The only thing keeping much of this heavy, unrefined crude oil in Canada is cost. It’s why TransCanada and the oil industry needs the Keystone XL pipeline. It now costs $17 a barrel to ship this oil by rail. The cost would drop to $10 a barrel if it’s shipped through a pipe. That’s enough of a cost differential to matter – and potentially keep much of the oil locked up in Canada if Keystone isn’t built.
By some accounts, the Tar Sands reserves are as big as anything in Saudi Arabia or Venezuela. All by itself, financial analysts say, the Tar Sands could supply all of the United States’ energy needs for the next 30 years if 170 billion barrels of oil are recovered. It’s that big.
But should it be recovered? That’s the question that no one ever asks. TransCanada, Exxon Mobil, Suncor and every other big company looking to make trillions of dollars from the Tar Sands region just assumes that the answer is…well, yes, of course. They are already making money from the Tar Sands region. They just expect to make a lot more, with a bigger profit, if the Keystone pipeline is built.
But should it be built? That’s another question that no one ever really asks, largely because it runs counter to the history and notion of innovation that has defined America. People invent things, companies innovate, new industries are born, and economic winners enjoy the spoils of victory.
Yet it’s a question that needs to be answered sooner rather than later now that we know, with scientific certainty, that we only have a limited amount of time in this generation – and a finite budget of carbon that we can burn globally – before we tip the earth’s climate system towards an unstable and inhospitable state. The science question is settled. The economic one isn’t yet.
Kill it before it kills us! December 14:
The assertion that a transcontinental pipeline will reduce the cost of Alberta’s Tar Sands oil ignores several troublesome facts. Pipelines leak, and the crude intended for transport in the Keystone XL is a particularly toxic variety. Let it contaminate an aquifer en route, and the price goes up to include countless thousands of human lives.
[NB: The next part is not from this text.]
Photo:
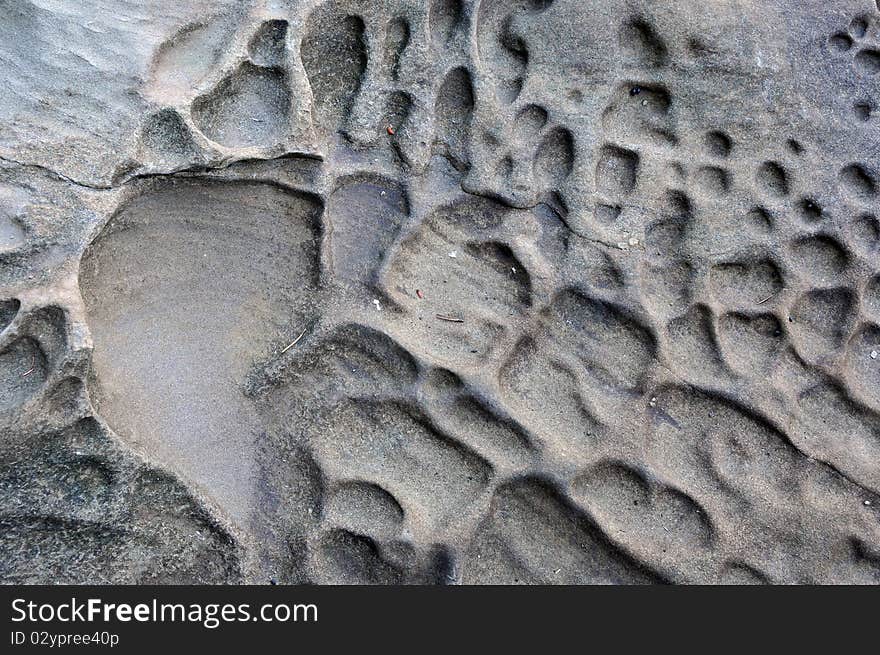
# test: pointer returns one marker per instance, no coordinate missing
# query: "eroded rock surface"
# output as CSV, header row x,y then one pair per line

More importantly, the CO2 emissions from the project would trigger runaway climate change an order of magnitude more severe than anything we’ve yet experienced. Such a planetary disaster would carry costs of Brobdingnagian proportions — damages which our trivia-obsessed political establishment seems incapable of imagining.
Let the exploitation of the Tar Sands proceed, and all of these consequences are inevitable — natural consequences of a business plan that profits from environmental destruction. We’d be better off minimizing and eventually eliminating fossil fuels from our energy economy, and leaving all that dirty crude in the ground.